個人的にはSTONE TEMPLE PILOTSのような、ダークでサイケデリックなミディアムナンバー「X-Girlfriend」がツボ。そういったあたりの影響が感じられるのも、80年代のLAバンド的ではなくて、90年代以降の流れにあるバンドなんだろうなってことが伺えるし。また、アーシーなテイスト(M-5「Clear Blue Sky」あたり)がありつつも、随所にデジタル要素も盛り込まれていて、そのへんも前時代のバッドボーイズロックバンドとは異なるところかなと。

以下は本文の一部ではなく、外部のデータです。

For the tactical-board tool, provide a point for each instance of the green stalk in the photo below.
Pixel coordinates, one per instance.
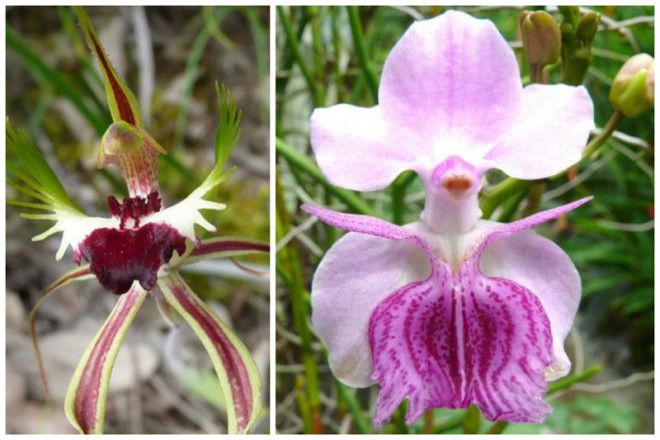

フロントマンのパトリック・ストーン(Vo, G)の歌声・声質も、スコット・ウェイランド(STONE TEMPLE PILOTS、VELVET REVOLVERなど)やジョシュ・トッド(BUCKCHERRY)に近いものが感じられ、耳に残る個性を持っていると思います。あとは「これ!」というキメの1曲ができたら完璧かなと。「Ska Bra」も「X-Girlfriend」も「Clear Blue Sky」もいい線いってると思うし、アグレッシヴな「Open Relationship」もストリングスを取り入れたバラード「Can't Wrap My Head Around You」も平均以上だと思うので、きっかけさえあればすぐにでもブレイクできると思います。それくらいのメジャー感があるし、2枚目が期待できるバンドではないでしょうか。
ちなみに本作、日本盤は今のところ未発売。サマソニあたりで初来日が決まれば、それなりに盛り上がるんじゃないかと信じております。